If there are lots of staying males, there is a fierce competition to win females attention here, okay? But there, okay.
So staying males have a very small chance of mating with a female.
A fig is overcrowded if there are lots of staying males.
On the other hand, for our flying male, well, this guy is surrounded with, surrounded by lots of beautiful ladies.
So when fraction of flying male is small, then flying males have better chance of getting lots of offspring’s.
So on horizontal access, I’m going to measure the fraction of a flying males.
So it’s in between zero and one and I just explained what happened if the fraction of a flying male is small.
Okay? So vertical axis measures fitness of each strategy, flying and staying, against the number of offspring’s.
So as I explained, when the fraction of flying males is small, then flying males have a better chance of getting many offspring’s.
Okay? Where flying males are rare, and flying males have a higher fitness than staying males.
The fraction of flying male is going to increase.
Okay, so what happens if there are lots flying males.
If there are lots of flying males there’s a fierce competition here and those flying males have, have a very low chance of getting a females attention.
This guy here it’s like heaven you know? And this staying male have a very much higher chance of, of, getting offspring’s.
When fraction of flying male is large flying males have less offspring.
When the fraction is high fitness of flying male is small and fitness of staying male is larger.
The fraction of flying male is going to increase, is going to decrease.
Okay? So evolutionary force go, you know, by means of evolutionary selection, fraction of flying male decreases here.

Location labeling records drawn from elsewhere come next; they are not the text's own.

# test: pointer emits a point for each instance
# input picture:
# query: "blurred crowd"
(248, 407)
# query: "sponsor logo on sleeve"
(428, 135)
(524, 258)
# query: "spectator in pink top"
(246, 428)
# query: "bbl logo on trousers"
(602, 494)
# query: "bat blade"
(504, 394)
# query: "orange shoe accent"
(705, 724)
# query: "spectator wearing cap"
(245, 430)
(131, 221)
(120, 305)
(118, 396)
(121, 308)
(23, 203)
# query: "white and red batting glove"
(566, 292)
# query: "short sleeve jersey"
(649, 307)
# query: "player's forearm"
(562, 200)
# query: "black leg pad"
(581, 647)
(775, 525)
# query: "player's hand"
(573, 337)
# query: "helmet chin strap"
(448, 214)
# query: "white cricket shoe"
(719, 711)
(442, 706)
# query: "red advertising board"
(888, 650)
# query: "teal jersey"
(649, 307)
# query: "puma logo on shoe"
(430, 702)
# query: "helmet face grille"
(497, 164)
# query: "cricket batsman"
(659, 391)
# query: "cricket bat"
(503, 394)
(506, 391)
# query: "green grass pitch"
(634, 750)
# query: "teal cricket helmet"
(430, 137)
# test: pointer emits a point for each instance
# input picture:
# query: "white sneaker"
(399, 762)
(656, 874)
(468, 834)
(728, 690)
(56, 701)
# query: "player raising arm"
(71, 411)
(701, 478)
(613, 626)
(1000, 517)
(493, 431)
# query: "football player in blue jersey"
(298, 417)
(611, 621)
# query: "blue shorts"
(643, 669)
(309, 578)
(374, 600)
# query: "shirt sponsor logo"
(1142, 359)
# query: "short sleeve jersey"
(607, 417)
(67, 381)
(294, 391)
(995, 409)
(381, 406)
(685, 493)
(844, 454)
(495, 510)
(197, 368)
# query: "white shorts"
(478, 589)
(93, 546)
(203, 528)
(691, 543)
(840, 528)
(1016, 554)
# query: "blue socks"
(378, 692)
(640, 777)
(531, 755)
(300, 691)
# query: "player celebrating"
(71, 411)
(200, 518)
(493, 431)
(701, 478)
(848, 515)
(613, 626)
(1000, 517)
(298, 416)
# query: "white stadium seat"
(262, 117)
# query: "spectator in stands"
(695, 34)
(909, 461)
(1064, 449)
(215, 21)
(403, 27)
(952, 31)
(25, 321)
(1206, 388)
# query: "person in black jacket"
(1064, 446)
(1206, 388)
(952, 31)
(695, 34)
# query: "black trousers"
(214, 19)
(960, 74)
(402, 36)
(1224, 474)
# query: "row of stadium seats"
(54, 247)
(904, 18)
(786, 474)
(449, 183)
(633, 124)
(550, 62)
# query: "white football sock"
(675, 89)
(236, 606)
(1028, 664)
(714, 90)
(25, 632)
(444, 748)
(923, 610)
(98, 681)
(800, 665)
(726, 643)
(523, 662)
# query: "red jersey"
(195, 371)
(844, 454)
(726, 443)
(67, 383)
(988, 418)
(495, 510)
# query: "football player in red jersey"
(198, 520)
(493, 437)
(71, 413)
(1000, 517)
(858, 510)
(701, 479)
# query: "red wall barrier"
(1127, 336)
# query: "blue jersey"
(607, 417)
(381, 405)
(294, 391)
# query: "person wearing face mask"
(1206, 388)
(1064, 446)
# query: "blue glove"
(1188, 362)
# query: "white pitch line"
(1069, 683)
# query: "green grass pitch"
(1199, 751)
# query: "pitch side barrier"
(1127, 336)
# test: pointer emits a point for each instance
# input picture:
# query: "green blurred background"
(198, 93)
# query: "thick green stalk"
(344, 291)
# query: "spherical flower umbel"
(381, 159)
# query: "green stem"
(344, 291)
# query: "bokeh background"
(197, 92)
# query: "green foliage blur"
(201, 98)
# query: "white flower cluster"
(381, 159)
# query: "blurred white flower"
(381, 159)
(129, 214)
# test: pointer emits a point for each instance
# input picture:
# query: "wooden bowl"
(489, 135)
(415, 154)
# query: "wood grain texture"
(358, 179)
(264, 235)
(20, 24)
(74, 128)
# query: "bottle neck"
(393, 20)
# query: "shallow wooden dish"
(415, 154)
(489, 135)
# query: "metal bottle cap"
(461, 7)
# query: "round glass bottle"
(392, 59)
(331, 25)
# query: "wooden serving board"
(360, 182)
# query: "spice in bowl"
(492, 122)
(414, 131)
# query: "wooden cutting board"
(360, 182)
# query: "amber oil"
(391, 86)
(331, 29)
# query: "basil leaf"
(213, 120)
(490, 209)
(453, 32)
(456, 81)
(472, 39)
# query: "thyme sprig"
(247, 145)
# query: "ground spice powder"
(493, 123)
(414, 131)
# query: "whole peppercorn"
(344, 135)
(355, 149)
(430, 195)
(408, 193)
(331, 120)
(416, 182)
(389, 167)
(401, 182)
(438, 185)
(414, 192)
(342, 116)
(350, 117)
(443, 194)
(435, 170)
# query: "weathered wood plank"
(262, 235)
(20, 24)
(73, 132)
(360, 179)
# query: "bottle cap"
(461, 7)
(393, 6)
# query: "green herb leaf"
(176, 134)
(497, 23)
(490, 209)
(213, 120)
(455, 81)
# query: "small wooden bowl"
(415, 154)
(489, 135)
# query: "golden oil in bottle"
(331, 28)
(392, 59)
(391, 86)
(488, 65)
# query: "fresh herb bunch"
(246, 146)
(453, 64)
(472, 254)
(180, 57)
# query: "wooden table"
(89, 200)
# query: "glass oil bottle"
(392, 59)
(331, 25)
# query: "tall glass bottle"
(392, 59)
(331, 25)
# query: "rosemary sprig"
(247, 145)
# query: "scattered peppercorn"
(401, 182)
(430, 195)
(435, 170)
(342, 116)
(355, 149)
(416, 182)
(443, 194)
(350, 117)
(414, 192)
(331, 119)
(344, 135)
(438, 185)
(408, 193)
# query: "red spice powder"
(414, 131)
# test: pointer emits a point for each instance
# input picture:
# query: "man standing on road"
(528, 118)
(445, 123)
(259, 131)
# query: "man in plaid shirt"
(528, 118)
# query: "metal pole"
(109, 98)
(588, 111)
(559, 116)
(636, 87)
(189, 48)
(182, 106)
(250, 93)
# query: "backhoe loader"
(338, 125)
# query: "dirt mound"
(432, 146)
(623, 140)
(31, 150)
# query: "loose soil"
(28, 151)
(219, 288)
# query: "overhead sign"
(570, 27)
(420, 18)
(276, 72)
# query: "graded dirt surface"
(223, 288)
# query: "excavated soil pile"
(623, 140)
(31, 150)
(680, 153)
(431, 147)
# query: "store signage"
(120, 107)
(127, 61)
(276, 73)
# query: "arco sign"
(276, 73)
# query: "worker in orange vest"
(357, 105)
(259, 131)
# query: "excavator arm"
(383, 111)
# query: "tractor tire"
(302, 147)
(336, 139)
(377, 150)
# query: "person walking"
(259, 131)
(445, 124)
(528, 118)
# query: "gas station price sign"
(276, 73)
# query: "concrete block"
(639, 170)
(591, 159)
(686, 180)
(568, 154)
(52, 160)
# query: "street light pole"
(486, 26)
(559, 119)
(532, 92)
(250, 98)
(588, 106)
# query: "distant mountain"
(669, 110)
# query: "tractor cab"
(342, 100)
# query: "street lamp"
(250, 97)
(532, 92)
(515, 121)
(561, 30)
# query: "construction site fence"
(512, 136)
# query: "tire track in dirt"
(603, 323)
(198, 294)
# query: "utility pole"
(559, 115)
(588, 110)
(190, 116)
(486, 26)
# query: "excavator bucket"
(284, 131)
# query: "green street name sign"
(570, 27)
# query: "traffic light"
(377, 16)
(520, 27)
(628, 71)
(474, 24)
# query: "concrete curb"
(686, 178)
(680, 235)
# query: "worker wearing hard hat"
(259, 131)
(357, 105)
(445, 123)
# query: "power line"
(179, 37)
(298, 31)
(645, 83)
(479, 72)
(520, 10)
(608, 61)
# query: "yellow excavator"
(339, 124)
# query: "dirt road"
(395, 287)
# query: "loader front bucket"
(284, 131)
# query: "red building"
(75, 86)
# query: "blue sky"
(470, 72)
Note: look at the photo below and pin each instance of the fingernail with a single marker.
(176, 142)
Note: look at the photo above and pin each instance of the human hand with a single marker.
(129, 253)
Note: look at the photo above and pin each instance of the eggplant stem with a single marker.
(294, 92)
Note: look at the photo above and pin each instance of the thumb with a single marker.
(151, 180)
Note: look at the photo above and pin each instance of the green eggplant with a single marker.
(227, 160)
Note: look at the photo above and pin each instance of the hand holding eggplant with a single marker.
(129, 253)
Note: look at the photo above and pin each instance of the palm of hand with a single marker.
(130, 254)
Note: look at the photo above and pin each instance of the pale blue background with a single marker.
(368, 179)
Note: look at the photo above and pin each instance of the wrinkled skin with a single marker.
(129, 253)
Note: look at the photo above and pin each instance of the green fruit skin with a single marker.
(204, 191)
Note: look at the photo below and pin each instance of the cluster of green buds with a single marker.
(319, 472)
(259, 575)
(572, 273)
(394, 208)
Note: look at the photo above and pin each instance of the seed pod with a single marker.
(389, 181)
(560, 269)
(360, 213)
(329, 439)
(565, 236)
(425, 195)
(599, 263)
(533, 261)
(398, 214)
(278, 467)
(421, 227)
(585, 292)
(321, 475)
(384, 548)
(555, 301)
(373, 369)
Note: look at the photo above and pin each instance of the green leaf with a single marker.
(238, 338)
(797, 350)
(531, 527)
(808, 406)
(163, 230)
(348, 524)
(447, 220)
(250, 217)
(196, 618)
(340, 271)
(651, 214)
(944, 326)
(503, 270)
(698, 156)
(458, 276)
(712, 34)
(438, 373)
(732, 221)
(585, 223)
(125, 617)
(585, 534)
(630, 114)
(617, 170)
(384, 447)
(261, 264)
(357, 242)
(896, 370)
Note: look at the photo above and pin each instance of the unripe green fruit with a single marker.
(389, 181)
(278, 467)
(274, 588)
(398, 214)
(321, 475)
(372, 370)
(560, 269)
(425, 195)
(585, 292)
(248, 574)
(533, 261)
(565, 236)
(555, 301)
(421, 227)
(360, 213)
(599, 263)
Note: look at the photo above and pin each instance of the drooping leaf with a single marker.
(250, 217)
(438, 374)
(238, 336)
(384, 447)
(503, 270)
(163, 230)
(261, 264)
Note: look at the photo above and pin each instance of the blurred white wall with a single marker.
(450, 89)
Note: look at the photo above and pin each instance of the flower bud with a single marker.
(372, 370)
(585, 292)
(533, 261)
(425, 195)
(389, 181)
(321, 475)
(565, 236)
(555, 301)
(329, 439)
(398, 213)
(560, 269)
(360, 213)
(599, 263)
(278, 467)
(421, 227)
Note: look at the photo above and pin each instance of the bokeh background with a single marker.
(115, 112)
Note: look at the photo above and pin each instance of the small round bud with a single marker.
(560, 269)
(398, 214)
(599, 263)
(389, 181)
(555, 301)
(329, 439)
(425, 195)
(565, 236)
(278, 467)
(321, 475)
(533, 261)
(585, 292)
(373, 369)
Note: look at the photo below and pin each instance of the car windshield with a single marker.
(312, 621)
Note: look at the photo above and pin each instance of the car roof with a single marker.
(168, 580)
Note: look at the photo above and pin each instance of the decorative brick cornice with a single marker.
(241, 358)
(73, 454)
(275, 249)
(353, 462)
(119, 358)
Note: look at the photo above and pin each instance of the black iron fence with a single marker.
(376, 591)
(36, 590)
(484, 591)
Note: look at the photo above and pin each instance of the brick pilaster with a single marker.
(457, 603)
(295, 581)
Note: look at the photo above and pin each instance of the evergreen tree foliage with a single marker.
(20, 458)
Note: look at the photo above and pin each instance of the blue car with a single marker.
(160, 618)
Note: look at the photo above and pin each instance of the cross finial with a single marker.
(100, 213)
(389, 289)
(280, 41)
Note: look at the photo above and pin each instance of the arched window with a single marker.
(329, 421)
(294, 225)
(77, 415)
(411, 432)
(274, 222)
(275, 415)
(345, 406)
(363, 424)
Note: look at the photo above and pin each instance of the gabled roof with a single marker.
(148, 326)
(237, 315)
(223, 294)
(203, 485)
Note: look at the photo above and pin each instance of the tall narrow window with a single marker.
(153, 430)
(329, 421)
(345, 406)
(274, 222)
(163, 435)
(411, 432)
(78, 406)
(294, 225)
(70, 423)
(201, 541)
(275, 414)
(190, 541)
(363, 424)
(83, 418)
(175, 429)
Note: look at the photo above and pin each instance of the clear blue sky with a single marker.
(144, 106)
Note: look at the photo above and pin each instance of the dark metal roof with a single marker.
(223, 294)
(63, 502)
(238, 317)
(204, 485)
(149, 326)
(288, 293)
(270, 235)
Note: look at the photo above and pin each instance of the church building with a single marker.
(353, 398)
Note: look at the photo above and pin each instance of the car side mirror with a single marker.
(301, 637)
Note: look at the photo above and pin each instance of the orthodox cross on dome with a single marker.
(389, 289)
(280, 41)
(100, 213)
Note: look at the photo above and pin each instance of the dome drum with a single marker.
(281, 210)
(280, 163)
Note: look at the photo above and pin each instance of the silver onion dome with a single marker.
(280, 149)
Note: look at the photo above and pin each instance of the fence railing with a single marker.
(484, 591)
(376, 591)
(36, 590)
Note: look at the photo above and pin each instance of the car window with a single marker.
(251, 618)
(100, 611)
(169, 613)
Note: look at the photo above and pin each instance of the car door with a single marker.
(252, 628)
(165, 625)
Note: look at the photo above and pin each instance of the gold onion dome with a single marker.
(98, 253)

Evolutionary force leads to a point where both males, flying males and staying males have an equal chance of getting offspring’s.
So at this stationary point, no male can increase its payoff by switching to the other strategy.
It’s a kind of Nash equilibrium, and it should be the outcome of biological evolution for the fig, fig wasp males.
Okay, so this story explains why you have two males.
There could be other possible explanations why they are two different kind of males.
Well, if you examine this situation carefully, Nash equilibrium provides you with the precise prediction about the fraction of flying male.
Okay so we first considered the situation when fraction of flying male is small.
So in this situation flying male is surrounded by lots of females.
Okay? So now flying males are going to have lots of offspring’s and the fraction of flying males and staying males are going to change.
A certain fraction of females are flying out, say three out of five.
Also a fraction of flying male, three out of five, they are equal.
Fraction of female quickly and flying out of fig should be equal to the fraction of flying male.
Here we have fraction of flying male, and here we measure the fraction of female quickly flying out from fig.